Summary: Researchers have developed a new system that can automatically detect mouse song.
Source: University of Veterinary Medicine Vienna.
Mice, like some songbirds, produce complex vocalizations from an early age. Many of these calls occur in the ultrasonic range and are inaudible to humans, yet they form structured sequences that mice use to communicate in social and sexual contexts. Scientists study these ultrasonic vocalizations (USVs) both to understand natural mouse communication and as a model for neuropsychiatric disorders such as autism.
Traditionally, mouse USVs are recorded with ultrasonic microphones and analyzed manually—a process that is labor-intensive and subjective. Commercial software solutions exist, but their error rates and performance are not always well documented. Researchers at the Konrad Lorenz Institute of Ethology (Vetmeduni Vienna) and the Acoustics Research Institute (Austrian Academy of Sciences) have developed an automated detection tool called the Automatic Mouse Ultrasound Detector (A-MUD) to address these limitations.
The Automatic Mouse Ultrasound Detector (A-MUD)
Mouse “songs” vary in syllable type, duration, and temporal patterning. These differences allow mice to tailor vocal output to their social environment—for example, males often vocalize in response to the scent of a female. Because the structure and use of these vocalizations carry social meaning, researchers increasingly examine their composition and sequence, but progress has been slowed by time-consuming manual analysis and a lack of transparent benchmarks for existing automated tools.

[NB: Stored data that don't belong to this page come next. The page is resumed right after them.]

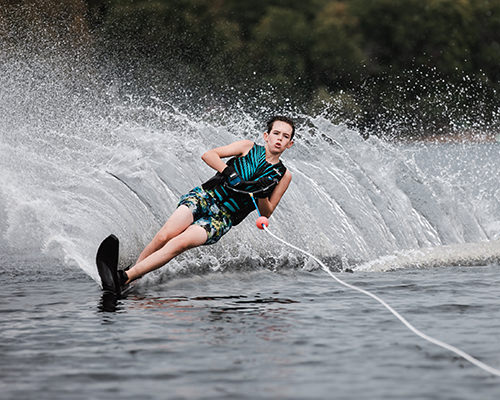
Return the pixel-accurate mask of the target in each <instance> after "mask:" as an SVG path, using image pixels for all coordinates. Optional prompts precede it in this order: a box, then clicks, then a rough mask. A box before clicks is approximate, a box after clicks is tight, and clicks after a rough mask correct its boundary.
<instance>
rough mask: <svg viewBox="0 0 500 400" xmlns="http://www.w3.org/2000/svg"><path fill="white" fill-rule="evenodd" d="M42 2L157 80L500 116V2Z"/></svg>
mask: <svg viewBox="0 0 500 400" xmlns="http://www.w3.org/2000/svg"><path fill="white" fill-rule="evenodd" d="M7 3H9V4H10V5H11V7H12V2H7ZM14 3H16V2H14ZM17 3H22V2H17ZM28 3H29V2H28ZM39 3H40V2H38V4H39ZM45 3H46V4H48V5H47V8H48V9H52V15H51V18H52V20H53V21H56V22H57V21H59V26H61V25H62V26H66V28H67V25H68V24H72V26H75V24H76V26H77V28H75V29H74V31H75V33H74V36H75V37H78V38H80V39H79V40H82V39H81V38H82V37H84V38H85V39H84V40H85V41H93V42H94V43H99V44H100V45H101V46H103V47H104V48H106V52H107V54H108V55H109V56H110V57H112V58H113V59H114V60H116V61H117V65H119V66H120V67H121V68H122V69H123V70H124V71H127V70H128V71H134V72H133V73H134V74H136V75H140V76H142V77H143V78H144V79H149V80H150V81H151V82H152V83H154V84H158V85H160V86H161V83H162V81H164V80H165V79H169V78H171V77H172V76H173V74H174V75H175V74H176V73H177V74H179V73H182V75H183V76H184V77H185V79H187V80H189V79H192V82H191V84H192V85H193V86H196V85H197V84H198V85H199V86H203V85H205V86H206V87H211V88H213V87H227V88H236V89H235V90H240V93H249V92H250V91H251V90H252V89H255V88H268V89H269V91H271V92H272V93H273V96H275V97H276V99H278V100H277V101H278V102H279V101H282V99H295V100H296V102H297V104H301V105H303V106H307V107H308V108H309V110H313V109H318V110H320V109H323V110H324V109H325V104H326V105H327V106H326V108H327V109H329V110H330V113H331V115H332V116H336V117H337V118H339V119H346V120H350V121H351V122H353V123H356V124H359V125H360V126H364V127H366V128H372V129H373V128H374V127H375V128H376V127H381V128H383V129H385V130H387V128H388V126H389V124H392V125H391V126H395V125H398V124H397V123H396V124H395V123H394V120H397V118H395V116H397V117H398V118H399V119H400V120H401V126H402V127H404V126H411V127H412V131H413V132H415V131H419V132H421V133H422V134H428V133H430V132H435V131H436V130H439V129H450V126H452V125H453V126H459V127H460V128H461V129H468V128H470V129H473V128H475V127H476V126H475V125H477V124H478V123H479V122H480V121H481V122H483V123H486V122H487V123H489V124H490V125H491V124H494V123H495V121H496V117H497V105H496V102H497V100H498V94H497V90H498V85H499V78H500V0H343V1H342V0H309V1H303V0H253V1H241V0H72V1H70V2H68V3H66V7H63V8H64V12H63V11H61V12H59V14H60V15H63V16H64V18H63V19H62V20H63V21H64V23H62V24H61V18H62V17H61V18H59V20H58V13H57V12H55V11H54V7H53V5H52V6H51V4H50V3H57V2H54V1H49V0H48V1H46V2H45ZM68 4H71V6H68ZM37 7H40V5H38V6H37ZM68 7H69V8H68ZM42 8H43V7H42ZM39 10H40V8H39ZM68 10H69V11H68ZM39 14H43V12H41V11H39ZM49 14H50V13H49ZM54 14H55V15H54ZM43 17H44V18H45V17H46V16H45V15H44V16H43ZM3 20H4V21H5V13H4V18H3ZM28 20H29V19H28ZM75 21H77V22H75ZM25 23H26V22H25ZM56 25H57V24H56ZM1 26H2V11H0V27H1ZM4 31H5V29H4ZM1 32H2V29H1V28H0V35H1ZM188 76H189V78H186V77H188ZM280 99H281V100H280ZM328 107H329V108H328ZM390 119H392V120H393V121H392V122H389V120H390ZM408 119H409V120H410V121H408ZM384 124H385V125H384ZM382 125H383V126H382ZM402 129H403V128H402ZM400 130H401V129H400ZM403 130H404V129H403Z"/></svg>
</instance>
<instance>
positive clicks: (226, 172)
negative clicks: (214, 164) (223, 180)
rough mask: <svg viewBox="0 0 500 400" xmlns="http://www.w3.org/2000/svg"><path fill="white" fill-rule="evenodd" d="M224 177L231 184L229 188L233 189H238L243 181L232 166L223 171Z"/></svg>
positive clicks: (231, 165)
mask: <svg viewBox="0 0 500 400" xmlns="http://www.w3.org/2000/svg"><path fill="white" fill-rule="evenodd" d="M222 175H224V177H225V178H226V182H227V183H228V184H229V186H232V187H237V186H238V185H239V184H240V183H241V182H242V179H241V177H240V176H239V175H238V173H237V172H236V170H235V169H234V167H233V166H232V165H228V166H227V167H226V168H224V171H222Z"/></svg>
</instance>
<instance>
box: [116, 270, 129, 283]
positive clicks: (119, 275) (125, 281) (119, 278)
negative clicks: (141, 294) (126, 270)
mask: <svg viewBox="0 0 500 400" xmlns="http://www.w3.org/2000/svg"><path fill="white" fill-rule="evenodd" d="M118 279H119V281H120V286H124V285H125V284H126V283H127V281H128V275H127V272H126V271H124V270H122V269H121V270H118Z"/></svg>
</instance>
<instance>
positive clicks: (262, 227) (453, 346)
mask: <svg viewBox="0 0 500 400" xmlns="http://www.w3.org/2000/svg"><path fill="white" fill-rule="evenodd" d="M250 197H251V198H252V200H253V203H254V204H255V208H256V209H257V213H258V214H259V217H258V218H257V221H256V225H257V228H259V229H261V230H265V231H266V232H267V233H268V234H269V235H270V236H272V237H273V238H275V239H276V240H278V241H279V242H281V243H283V244H285V245H287V246H289V247H291V248H292V249H294V250H297V251H299V252H301V253H303V254H305V255H307V256H309V257H311V258H312V259H313V260H315V261H316V262H317V263H318V264H319V265H320V266H321V268H322V269H323V271H325V272H326V273H327V274H328V275H330V277H332V278H333V279H334V280H335V281H337V282H338V283H340V284H341V285H343V286H345V287H347V288H349V289H353V290H356V291H358V292H360V293H362V294H364V295H366V296H369V297H371V298H373V299H375V300H376V301H378V302H379V303H380V304H382V305H383V306H384V307H385V308H387V309H388V310H389V311H390V312H391V313H392V314H393V315H394V316H395V317H396V318H397V319H399V320H400V321H401V322H402V323H403V325H405V326H406V327H407V328H408V329H409V330H410V331H411V332H413V333H414V334H415V335H417V336H419V337H420V338H422V339H424V340H426V341H428V342H430V343H433V344H435V345H436V346H439V347H442V348H444V349H446V350H449V351H451V352H453V353H455V354H457V355H458V356H460V357H462V358H463V359H465V360H467V361H469V362H470V363H471V364H473V365H475V366H477V367H479V368H481V369H482V370H484V371H486V372H489V373H490V374H492V375H495V376H498V377H500V370H498V369H496V368H493V367H491V366H489V365H487V364H485V363H483V362H482V361H479V360H478V359H477V358H475V357H473V356H471V355H470V354H468V353H466V352H465V351H463V350H460V349H459V348H457V347H455V346H452V345H450V344H448V343H445V342H443V341H441V340H439V339H436V338H433V337H432V336H429V335H426V334H425V333H423V332H421V331H420V330H418V329H417V328H415V327H414V326H413V325H412V324H410V323H409V322H408V321H407V320H406V318H404V317H403V316H402V315H401V314H399V313H398V312H397V311H396V310H394V308H392V307H391V306H390V305H389V304H387V302H385V301H384V300H383V299H381V298H380V297H378V296H377V295H375V294H373V293H371V292H369V291H368V290H365V289H361V288H359V287H357V286H355V285H351V284H349V283H347V282H344V281H343V280H341V279H340V278H338V277H337V276H336V275H334V274H333V273H332V271H330V269H329V268H328V267H327V266H326V265H325V264H324V263H323V262H322V261H321V260H319V259H318V258H317V257H315V256H314V255H312V254H311V253H309V252H307V251H306V250H303V249H301V248H299V247H297V246H294V245H293V244H291V243H288V242H287V241H286V240H283V239H281V238H280V237H278V236H276V235H275V234H274V233H272V232H271V231H270V230H269V228H268V227H269V220H268V219H267V218H266V217H264V216H262V215H261V214H260V211H259V208H258V206H257V203H256V202H255V199H254V197H253V195H252V194H250Z"/></svg>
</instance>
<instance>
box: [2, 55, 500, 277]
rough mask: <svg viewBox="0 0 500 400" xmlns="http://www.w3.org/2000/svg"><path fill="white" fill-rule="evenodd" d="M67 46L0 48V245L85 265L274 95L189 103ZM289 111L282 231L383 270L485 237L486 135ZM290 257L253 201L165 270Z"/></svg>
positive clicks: (174, 199)
mask: <svg viewBox="0 0 500 400" xmlns="http://www.w3.org/2000/svg"><path fill="white" fill-rule="evenodd" d="M77 61H81V59H79V60H76V61H75V60H69V59H68V58H67V57H60V56H59V55H56V56H51V57H47V56H43V57H42V56H32V57H27V56H26V55H24V56H22V57H21V56H19V54H17V55H12V54H8V53H5V52H3V53H2V63H1V67H0V111H1V112H0V139H1V141H0V168H1V169H0V217H1V221H0V234H1V238H0V241H1V244H0V247H2V248H9V249H14V250H15V251H23V252H26V251H28V252H31V253H35V254H36V253H37V252H38V253H40V254H49V255H51V256H54V257H56V258H57V259H59V260H61V262H62V263H64V264H65V265H67V266H69V267H79V268H81V269H83V270H84V271H85V272H86V273H88V274H89V275H90V276H92V277H93V278H94V279H98V278H97V272H96V270H95V265H94V255H95V249H96V248H97V246H98V244H99V243H100V241H101V240H102V239H103V238H104V237H106V236H107V235H108V234H109V233H115V234H116V235H117V236H118V237H120V239H121V244H122V247H121V260H120V263H121V264H122V265H128V264H129V263H131V262H132V261H133V260H134V259H135V257H136V256H137V254H138V253H139V251H140V250H141V249H142V247H143V246H144V245H145V244H146V243H147V242H148V241H149V240H150V238H151V237H152V236H153V235H154V233H155V232H156V231H157V230H158V229H159V227H160V226H161V225H162V224H163V223H164V221H165V220H166V218H167V217H168V216H169V215H170V213H171V212H172V211H173V210H174V208H175V206H176V203H177V200H178V198H179V196H180V195H181V194H183V193H185V192H186V191H188V190H189V189H191V188H192V187H193V186H196V185H198V184H200V183H201V182H203V181H204V180H206V179H207V178H208V177H210V176H211V175H212V172H213V171H211V170H210V168H208V167H207V166H206V165H204V164H203V163H202V162H201V160H200V156H201V154H202V153H203V152H204V151H205V150H206V149H208V148H212V147H215V146H219V145H223V144H227V143H229V142H232V141H234V140H238V139H241V138H247V139H252V140H255V141H257V142H259V141H261V140H262V139H261V133H262V132H263V131H264V130H265V126H264V121H265V119H266V118H267V117H268V116H269V113H271V112H272V110H271V108H266V107H261V108H260V109H259V110H257V111H256V110H255V109H254V108H252V111H251V112H249V111H248V109H247V108H246V107H245V104H244V102H241V101H240V102H235V103H234V104H235V105H232V106H220V105H217V101H215V98H212V99H208V100H209V101H202V102H201V103H197V102H196V101H195V100H194V98H193V91H188V90H186V92H185V96H184V98H183V101H180V100H179V99H180V98H182V95H181V94H180V93H181V92H179V91H177V92H176V93H175V95H174V94H172V99H169V95H168V94H165V93H162V94H161V96H157V95H156V94H154V93H153V92H154V91H152V90H148V91H146V92H147V93H146V94H144V93H138V92H137V90H136V89H132V87H133V86H134V85H132V84H130V82H129V81H127V80H123V79H121V78H116V77H111V76H110V75H108V74H107V73H103V70H102V68H101V69H100V68H99V65H97V66H96V65H95V64H93V63H90V64H85V63H83V64H82V63H79V62H77ZM198 100H199V99H198ZM205 100H206V99H205ZM254 101H255V99H254V100H252V101H251V102H252V103H253V102H254ZM194 109H196V111H195V110H194ZM288 111H290V110H288ZM291 113H292V116H293V117H295V118H296V119H297V120H298V121H299V126H300V128H299V132H298V135H297V140H296V144H295V146H294V147H293V148H292V149H290V150H287V152H286V153H285V154H284V162H285V165H286V166H287V167H288V168H289V169H290V171H291V172H292V175H293V181H292V185H291V187H290V189H289V191H288V192H287V194H286V195H285V197H284V198H283V200H282V202H281V204H280V206H279V207H278V209H277V211H276V212H275V214H274V215H273V217H272V218H271V225H272V228H273V231H274V232H276V234H277V235H279V236H280V237H285V238H287V240H288V241H290V242H292V243H295V244H297V245H298V246H301V247H302V248H305V249H306V250H307V251H309V252H312V253H314V254H316V255H318V256H319V257H321V258H323V259H328V260H332V263H337V264H339V263H340V264H341V262H340V261H339V260H342V262H343V263H344V264H345V266H352V265H359V264H362V267H360V268H363V269H366V268H373V269H377V268H378V269H384V268H385V267H368V265H373V264H370V262H371V260H381V257H385V256H387V255H390V254H393V253H395V252H399V253H398V254H403V255H406V256H405V257H410V258H411V257H412V256H411V254H414V253H415V254H417V253H418V252H420V251H423V250H422V249H426V248H436V247H437V248H443V249H446V248H447V247H446V246H448V245H456V246H462V245H463V244H467V243H476V242H481V243H482V242H485V243H488V241H491V240H494V239H498V235H499V226H500V221H499V220H498V215H500V203H499V200H498V199H499V198H500V196H499V192H498V188H497V184H496V171H498V170H499V167H500V165H499V164H500V161H499V160H500V158H499V157H498V145H497V144H496V143H488V144H476V145H466V144H459V145H456V144H447V145H435V144H402V143H387V142H384V141H382V140H379V139H377V138H376V137H374V136H372V137H370V138H368V139H367V140H365V139H363V137H362V136H361V135H360V134H359V132H358V131H356V130H355V129H351V128H348V125H346V124H342V123H338V122H337V121H336V122H333V121H332V118H330V116H328V113H319V114H318V113H317V114H312V115H309V114H307V113H303V112H299V111H293V112H291ZM495 243H496V242H495ZM442 246H445V247H442ZM492 246H493V247H495V246H494V245H492ZM492 251H493V250H492ZM495 251H496V250H495ZM396 257H397V256H396ZM463 257H465V260H467V257H469V258H471V257H473V256H472V255H471V254H469V255H467V254H464V255H463ZM488 257H489V256H488ZM484 259H485V260H486V258H484ZM488 259H489V258H488ZM242 260H244V262H242ZM386 260H387V259H386ZM392 262H393V261H392ZM398 262H399V261H398ZM367 263H368V264H367ZM383 263H386V264H390V262H389V261H387V262H386V261H384V262H383ZM419 263H421V261H413V262H411V261H410V262H409V264H412V265H415V264H419ZM399 264H400V265H406V264H405V263H404V262H399ZM236 265H238V266H239V267H235V266H236ZM290 265H291V266H301V267H302V266H304V265H307V260H304V259H303V258H301V257H298V256H296V255H293V254H290V253H289V251H287V250H286V249H285V248H284V247H282V246H281V245H280V244H279V243H273V242H271V241H270V240H269V238H268V237H265V236H264V235H262V234H261V232H258V231H257V230H256V229H255V227H254V221H253V217H252V216H250V217H249V218H248V220H247V221H244V222H243V223H242V224H241V225H240V226H238V227H237V228H235V229H233V230H232V231H231V232H230V233H229V234H228V235H227V236H226V237H225V238H224V240H222V241H221V242H220V243H219V244H217V245H215V246H210V247H204V248H203V249H198V250H195V251H192V252H190V253H188V254H186V255H184V256H182V257H180V258H179V259H176V260H174V261H173V262H172V263H171V265H170V266H169V268H168V271H169V272H165V274H176V273H177V274H178V273H181V272H182V271H205V270H211V271H213V270H225V269H229V268H240V267H241V268H248V269H253V268H259V267H262V266H267V267H269V266H271V267H272V268H286V266H290Z"/></svg>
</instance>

The research team created an algorithm that runs within STx acoustic software (S_TOOLS-STx) and named it A-MUD. The tool was designed to process large datasets reliably and to match the quality of manual segmentation while operating much faster. In benchmark tests, A-MUD processed data several times faster than manual analysis and produced fewer detection errors than a commonly used commercial program. The authors made their tool freely available for scientific use and indicated ongoing work to develop improved versions.
Performance and error comparison
When evaluated against manually segmented files (used as a gold standard), A-MUD showed overall accuracy comparable to manual analysis. The algorithm produced slightly higher rates of false negatives—missed USVs—largely because it uses conservative thresholds to reduce background noise and minimize false positives. In contrast, the commercial software tested tended to produce more false positives, which can artificially alter perceived vocal patterns by adding spurious calls. False negatives are generally easier to handle during downstream analyses than false positives, since missing elements can sometimes be interpolated or accounted for, while false positives introduce misleading data points.

Focus on wild house mice and natural social contexts
Many previous studies have focused on laboratory strains of mice, but the vocal behavior of wild house mice in natural social settings remains relatively unexplored. Understanding how wild mice use USVs in real-world environments can reveal when and why different call types are produced and how vocal behavior adapts to ecological and social pressures. A-MUD was developed with this broader research agenda in mind, enabling scalable, consistent processing of recordings collected outside the laboratory. By making A-MUD freely available to other research groups, the authors aim to encourage standardized, comparable analyses across studies and habitats.
Source: Justin Dupuis — University of Veterinary Medicine Vienna.
Image source: Image credited to Vetmeduni Vienna.
Original research: “Automatic mouse ultrasound detector (A-MUD): A new tool for processing rodent vocalizations” by Sarah M. Zala, Doris Reitschmidt, Anton Noll, Peter Balazs, and Dustin J. Penn, published in PLOS ONE (published online July 20, 2017). The study describes development and validation of the A-MUD algorithm and compares its performance to manual segmentation and a commercial detection program.
University of Veterinary Medicine Vienna. Automatically Detecting Mouse Song. NeuroscienceNews. Published September 8, 2017. Accessed September 8, 2017.
Abstract
Automatic mouse ultrasound detector (A-MUD): A new tool for processing rodent vocalizations
House mice (Mus musculus) emit intricate ultrasonic vocalizations during social and sexual interactions that resemble bird song in their compositional variety and sequential structure. Manual segmentation of these recordings is slow and can introduce subjectivity, so the authors developed A-MUD, an automated detection script compatible with STx acoustic software. A-MUD increased processing efficiency—running roughly 4–12 times faster than manual segmentation depending on file size—and reduced overall detection errors relative to the evaluated commercial program. The algorithm yielded more true positives and fewer false positives and false negatives; most A-MUD errors were false negatives, reflecting a conservative threshold set to limit background noise. This work presents the first systematic comparison of automated USV detection error rates and offers an openly available tool to the scientific community, with further improvements planned.